El incendio de Los Gallardos: Un análisis sobre el origen y la problemática de los cables eléctricos abandonados

Tecnologia
El incendio de Los Gallardos, Almería, se ha convertido en el más mortífero del siglo en España, dejando una docena de víctimas y miles de hectáreas devastadas. La investigación inicial apunta a un cable eléctrico como posible origen, desatando un debate sobre la gestión de infraestructuras eléctricas abandonadas y su potencial peligro en zonas forestales. Este suceso pone de manifiesto la urgente necesidad de revisar la regulación y el mantenimiento de estos tendidos en el país.

El incendio de Los Gallardos, en Almería, ostenta ya el trágico récord de ser el más mortífero del siglo en España, con una docena de fallecidos, aproximadamente 6.600 hectáreas afectadas y 1.405 personas desalojadas. Varias de las víctimas fueron encontradas dentro de sus vehículos, atrapadas en un camino sin salida. Mientras la Guardia Civil continúa con la identificación de los cuerpos y los equipos del INFOCA trabajan en la extinción total, el debate público se intensifica.

Entre los muchos aspectos a analizar, uno de vital importancia es el posible origen del fuego: un cable que pudo haberlo iniciado todo. La teoría del cable ha circulado casi desde el principio. En la misma madrugada del viernes, Endesa envió un equipo técnico que concluyó que el cable no pertenecía a su infraestructura. RedEléctrica rápidamente añadió que tampoco formaba parte de su red de transporte. Según sus explicaciones, se trataría de una acometida privada de baja tensión que daba servicio a un restaurante abandonado (bar Anita), dada de baja desde 2009. De hecho, según los técnicos, el cable no debería haber tenido tensión.

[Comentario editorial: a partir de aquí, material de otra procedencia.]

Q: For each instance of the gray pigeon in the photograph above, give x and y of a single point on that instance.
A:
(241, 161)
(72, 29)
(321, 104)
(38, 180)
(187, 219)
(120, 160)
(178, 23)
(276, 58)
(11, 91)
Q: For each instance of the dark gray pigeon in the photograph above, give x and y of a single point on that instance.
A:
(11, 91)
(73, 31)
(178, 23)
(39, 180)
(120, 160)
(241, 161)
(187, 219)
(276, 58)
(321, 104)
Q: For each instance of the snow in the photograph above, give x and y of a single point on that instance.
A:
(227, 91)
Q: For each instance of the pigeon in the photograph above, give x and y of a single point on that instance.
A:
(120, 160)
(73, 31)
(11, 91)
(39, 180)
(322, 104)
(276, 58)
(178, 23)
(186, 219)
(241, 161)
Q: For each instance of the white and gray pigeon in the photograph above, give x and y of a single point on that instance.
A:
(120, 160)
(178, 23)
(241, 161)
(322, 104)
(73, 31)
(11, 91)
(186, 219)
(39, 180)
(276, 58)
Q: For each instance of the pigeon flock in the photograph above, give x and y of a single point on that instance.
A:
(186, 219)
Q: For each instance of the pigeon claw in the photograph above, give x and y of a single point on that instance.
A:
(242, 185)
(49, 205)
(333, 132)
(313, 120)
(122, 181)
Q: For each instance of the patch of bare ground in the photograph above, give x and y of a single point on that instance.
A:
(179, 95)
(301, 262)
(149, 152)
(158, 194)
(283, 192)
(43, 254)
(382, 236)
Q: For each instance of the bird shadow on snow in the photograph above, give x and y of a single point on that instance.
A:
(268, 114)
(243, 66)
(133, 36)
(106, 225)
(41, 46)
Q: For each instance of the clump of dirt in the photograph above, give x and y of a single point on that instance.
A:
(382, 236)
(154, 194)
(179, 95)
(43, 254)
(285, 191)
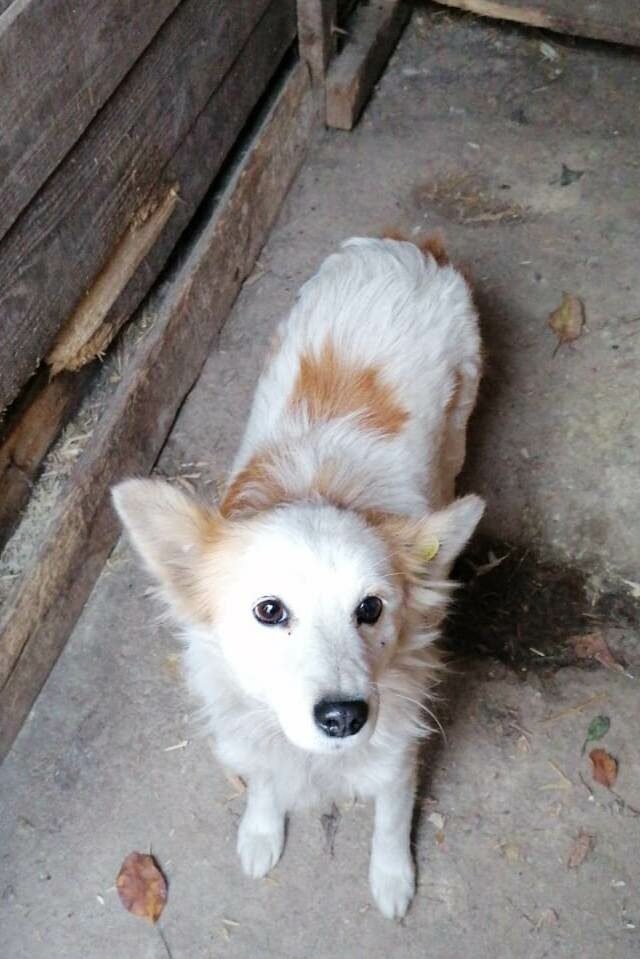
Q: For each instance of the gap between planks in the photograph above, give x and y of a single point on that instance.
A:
(44, 606)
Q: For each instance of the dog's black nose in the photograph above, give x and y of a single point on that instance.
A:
(342, 718)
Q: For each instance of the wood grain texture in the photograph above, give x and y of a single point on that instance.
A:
(26, 437)
(615, 20)
(373, 33)
(212, 136)
(188, 311)
(59, 62)
(317, 40)
(52, 255)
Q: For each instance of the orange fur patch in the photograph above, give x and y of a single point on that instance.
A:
(432, 244)
(327, 388)
(256, 487)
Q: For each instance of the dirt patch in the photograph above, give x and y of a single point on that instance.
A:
(464, 198)
(525, 611)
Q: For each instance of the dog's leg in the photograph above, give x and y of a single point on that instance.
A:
(261, 832)
(392, 872)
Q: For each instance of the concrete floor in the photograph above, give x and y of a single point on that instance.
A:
(469, 131)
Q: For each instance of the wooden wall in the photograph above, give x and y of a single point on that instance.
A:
(106, 109)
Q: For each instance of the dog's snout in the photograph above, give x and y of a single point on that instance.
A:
(342, 717)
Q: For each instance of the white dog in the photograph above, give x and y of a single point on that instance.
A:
(312, 597)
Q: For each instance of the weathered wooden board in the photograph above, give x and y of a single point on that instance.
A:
(317, 37)
(615, 20)
(26, 437)
(52, 255)
(59, 62)
(373, 33)
(212, 136)
(188, 310)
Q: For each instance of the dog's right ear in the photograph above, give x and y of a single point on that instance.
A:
(175, 537)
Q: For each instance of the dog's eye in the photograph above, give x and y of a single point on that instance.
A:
(369, 610)
(271, 612)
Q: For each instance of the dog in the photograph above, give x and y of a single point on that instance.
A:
(311, 597)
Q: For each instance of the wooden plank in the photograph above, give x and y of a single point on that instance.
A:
(28, 433)
(62, 241)
(317, 39)
(615, 20)
(37, 421)
(373, 33)
(78, 341)
(59, 62)
(212, 136)
(187, 310)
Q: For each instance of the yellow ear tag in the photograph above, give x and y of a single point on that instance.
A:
(430, 549)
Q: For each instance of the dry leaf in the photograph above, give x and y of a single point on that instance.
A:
(594, 646)
(567, 321)
(605, 767)
(142, 887)
(580, 849)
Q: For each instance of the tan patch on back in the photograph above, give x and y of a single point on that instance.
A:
(256, 487)
(327, 387)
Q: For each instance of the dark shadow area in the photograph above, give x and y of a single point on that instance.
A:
(515, 606)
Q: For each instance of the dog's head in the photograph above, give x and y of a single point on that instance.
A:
(308, 604)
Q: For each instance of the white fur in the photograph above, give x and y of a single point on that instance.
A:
(382, 304)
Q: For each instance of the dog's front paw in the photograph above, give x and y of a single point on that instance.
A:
(393, 886)
(259, 851)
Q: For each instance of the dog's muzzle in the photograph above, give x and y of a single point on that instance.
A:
(341, 718)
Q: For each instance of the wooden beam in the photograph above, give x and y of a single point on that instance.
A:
(615, 20)
(187, 313)
(373, 32)
(59, 63)
(68, 234)
(28, 433)
(317, 37)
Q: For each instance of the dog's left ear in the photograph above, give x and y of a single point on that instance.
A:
(441, 536)
(174, 535)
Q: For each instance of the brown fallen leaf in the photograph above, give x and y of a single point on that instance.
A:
(142, 887)
(594, 646)
(567, 320)
(580, 849)
(605, 767)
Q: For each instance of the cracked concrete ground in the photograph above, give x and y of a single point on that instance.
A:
(472, 130)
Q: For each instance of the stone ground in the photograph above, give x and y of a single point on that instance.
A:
(522, 147)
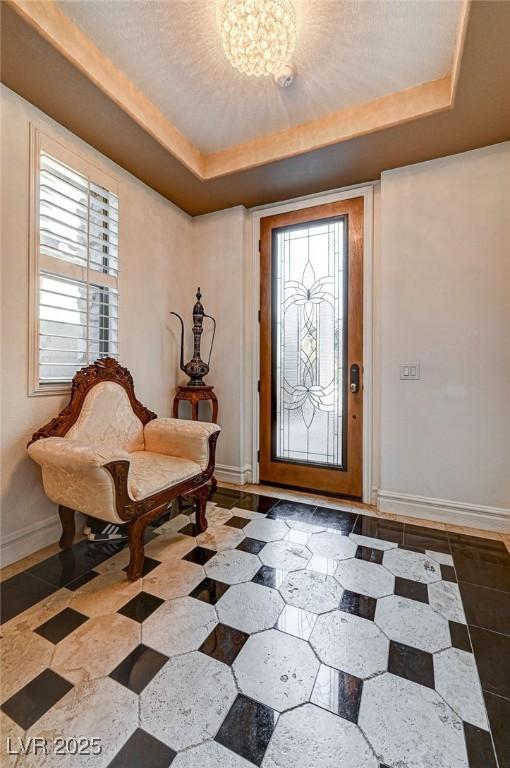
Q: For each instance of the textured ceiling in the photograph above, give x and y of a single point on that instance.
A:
(347, 53)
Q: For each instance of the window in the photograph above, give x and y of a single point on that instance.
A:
(75, 245)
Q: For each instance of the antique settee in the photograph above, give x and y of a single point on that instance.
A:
(108, 456)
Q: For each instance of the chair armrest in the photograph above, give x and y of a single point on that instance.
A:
(180, 437)
(72, 455)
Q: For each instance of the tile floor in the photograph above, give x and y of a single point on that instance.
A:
(288, 635)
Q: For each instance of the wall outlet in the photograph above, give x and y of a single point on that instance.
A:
(410, 371)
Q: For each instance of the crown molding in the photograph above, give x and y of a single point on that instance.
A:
(339, 126)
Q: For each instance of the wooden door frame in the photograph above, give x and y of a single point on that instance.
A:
(252, 310)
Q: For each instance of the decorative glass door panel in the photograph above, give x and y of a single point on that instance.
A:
(311, 339)
(309, 292)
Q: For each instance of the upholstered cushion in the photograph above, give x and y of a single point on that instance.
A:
(153, 472)
(73, 475)
(180, 437)
(107, 419)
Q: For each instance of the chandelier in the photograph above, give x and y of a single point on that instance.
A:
(258, 35)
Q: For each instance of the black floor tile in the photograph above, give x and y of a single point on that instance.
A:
(81, 580)
(338, 692)
(487, 608)
(336, 519)
(237, 522)
(251, 545)
(68, 565)
(139, 668)
(142, 750)
(247, 729)
(148, 565)
(492, 652)
(474, 570)
(426, 538)
(460, 636)
(140, 606)
(360, 605)
(199, 555)
(190, 529)
(292, 510)
(224, 643)
(269, 577)
(369, 554)
(484, 562)
(447, 572)
(414, 590)
(411, 663)
(21, 592)
(36, 698)
(498, 710)
(479, 747)
(61, 625)
(209, 591)
(255, 503)
(376, 528)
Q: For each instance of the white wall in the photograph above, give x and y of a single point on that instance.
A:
(445, 302)
(155, 275)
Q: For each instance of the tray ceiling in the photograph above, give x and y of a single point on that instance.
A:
(347, 53)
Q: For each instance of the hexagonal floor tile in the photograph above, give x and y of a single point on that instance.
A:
(264, 529)
(457, 681)
(412, 565)
(310, 736)
(250, 607)
(186, 702)
(276, 669)
(232, 566)
(312, 591)
(332, 545)
(179, 626)
(285, 555)
(96, 647)
(365, 578)
(349, 643)
(220, 537)
(173, 578)
(410, 725)
(412, 623)
(444, 597)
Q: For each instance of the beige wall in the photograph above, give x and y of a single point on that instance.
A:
(445, 302)
(220, 249)
(155, 277)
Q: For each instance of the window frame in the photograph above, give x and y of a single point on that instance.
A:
(41, 142)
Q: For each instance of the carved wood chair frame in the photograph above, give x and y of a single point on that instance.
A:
(137, 514)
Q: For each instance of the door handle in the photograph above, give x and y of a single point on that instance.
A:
(354, 378)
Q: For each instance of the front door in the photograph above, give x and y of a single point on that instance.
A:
(311, 344)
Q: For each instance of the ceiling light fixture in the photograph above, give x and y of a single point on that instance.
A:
(258, 36)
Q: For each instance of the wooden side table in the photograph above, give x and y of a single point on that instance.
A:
(194, 395)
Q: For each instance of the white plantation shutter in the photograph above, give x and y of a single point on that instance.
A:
(78, 261)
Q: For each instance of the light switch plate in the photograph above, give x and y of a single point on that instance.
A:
(410, 371)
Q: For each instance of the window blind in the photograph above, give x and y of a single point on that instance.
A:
(78, 271)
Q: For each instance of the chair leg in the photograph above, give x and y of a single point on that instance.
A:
(201, 507)
(68, 527)
(136, 530)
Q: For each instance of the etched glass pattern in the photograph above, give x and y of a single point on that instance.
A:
(309, 283)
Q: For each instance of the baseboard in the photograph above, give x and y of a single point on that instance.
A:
(445, 511)
(235, 475)
(30, 539)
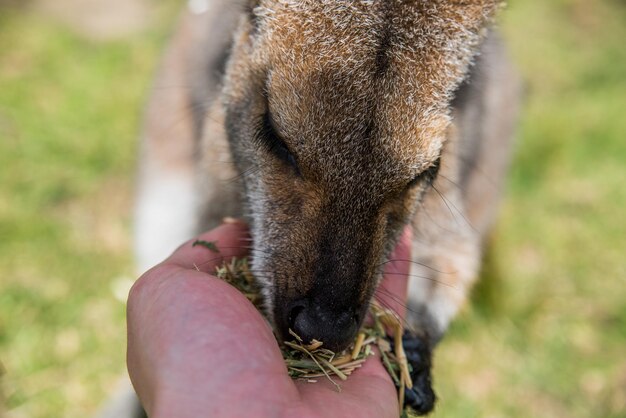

Y, evidentemente, sin tensión no hay chispas. Esto ha sido aclarado por los peritos judiciales: si no hay carga eléctrica circulando por el cobre, es físicamente imposible que el incendio se originara en ese punto tal como se había descrito. Esto ha abierto un interrogante: ¿realmente estaba "sin tensión" como figuraba en los archivos de Endesa o se estaba utilizando "bajo cuerda" para abastecer cortijos diseminados? Todavía no se tiene una respuesta definitiva, pero (más allá del caso específico de Los Gallardos) lo relevante es la pregunta que surge: ¿cuántos cables como estos existen sueltos por España?

¿Qué sucede exactamente con los cables? Lo primero es reconocer que estamos ante un problema grave. Y no precisamente porque la proporción de incendios causados por cables sea elevada, sino porque tienden a ser muy destructivos. En California, por ejemplo, los cables están detrás de aproximadamente la mitad de los incendios más devastadores de su historia, a pesar de causar menos del 10% de las igniciones. En España no disponemos de una estadística clara, pero algunos estudios sugieren que las cifras se aproximan a estos porcentajes: en Aragón, los tendidos causaron este año alrededor del 10% de los fuegos accidentales, y los informes de WWF ya los señalan entre las causas de los grandes incendios.

¿Y nadie toma medidas? Tras los incendios de Guadalajara en 2005, el Estado obligó a los titulares de las redes a mantener desbrozados los márgenes de sus líneas y a revisarlas periódicamente. Sin embargo, el caso de Los Gallardos subraya un aspecto poco considerado: la existencia de muchos tendidos que, en la práctica, "no son de nadie". Este es el gran problema: una acometida antigua hacia una ruina, sin mantenimiento y quizás con una corriente informal, puede convertirse en una enorme fuente de problemas.

¿Y ahora qué? Una vez que se depuren responsabilidades, aumentará la presión para vigilar los tendidos privados en zonas forestales (un tema recurrente en California). Pero las soluciones son siempre las mismas: financiar la prevención resulta poco atractivo y, por esta razón, estamos gastando 400 millones al año en España cuando sería necesario invertir diez o quince veces más.